I punched A.B.M. girls school into the search engine, not expecting much.  My initial thought was that it had to be a school for the daughters of British, colonial administrators.  I was wrong.  A.B.M. stands for American Baptist Missionary, and it wasn't a school for white children, but a church school that taught Christianity along with useful skills to Burmese girls.  The earliest reference to a Baptist missionary school in Burma that I could find was from 1895, a boy's school in Mandalay.  For girls, 1906, also in Mandalay.  So that means that Miss Price must have been a teacher.  I couldn't find anything about her on the web, but I did find mention of an L. W. Price, a Baptist missionary in Burma,  from 1900.  Possibly a relative of some kind, although 1928 is quite a gap.  So maybe not.

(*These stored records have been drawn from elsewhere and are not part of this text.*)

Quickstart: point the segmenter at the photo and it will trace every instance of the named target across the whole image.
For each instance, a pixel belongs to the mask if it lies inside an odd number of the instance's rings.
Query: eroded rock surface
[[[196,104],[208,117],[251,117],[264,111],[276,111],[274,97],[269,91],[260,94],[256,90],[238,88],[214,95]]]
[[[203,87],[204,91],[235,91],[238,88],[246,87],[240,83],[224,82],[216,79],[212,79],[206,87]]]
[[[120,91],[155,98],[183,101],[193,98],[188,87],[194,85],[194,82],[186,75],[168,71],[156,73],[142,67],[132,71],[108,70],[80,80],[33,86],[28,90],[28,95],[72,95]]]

Mandalay was the last royal capital of Burma, now Myanmar.  In 1885, the British conquered the country, exiled the king and queen, and added it to their colonial empire.  The palace was looted.  The art, and symbols of state are in the collection of the Victoria & Albert Museum in London, some of which are on display.  I suspect that "R" refers to Rangoon, now Yangon.  After the British conquest, they moved the capital from Mandalay to Rangoon.  While Rangoon, a seaport, would become a major commercial hub for the British, Mandalay would remain the center of Buddhist and Burmese culture.  Burma became independent in 1948.  In 2002, the military junta running the country began construction of a brand new city, Naypydaw. In 2006, it became the new capital of Myanmar.  Several years ago the military was forced to cede power to an elected, civilian government.  Only time will tell how stable it will be.

An uncle of mine was in the British military in World War 2.  He served in the CBI theater.  That's China, Burma, India.  He told me stories of taking Japanese prisoners up in DC-3 transports and throwing them out over the jungles and mountains of Burma. An interrogation technique that rarely worked.  He told me how the soldiers would beat and imprison any Burmese thought to be disloyal to the British Empire.  It always amazed me that he didn't understand why the British were so despised by their colonial subjects.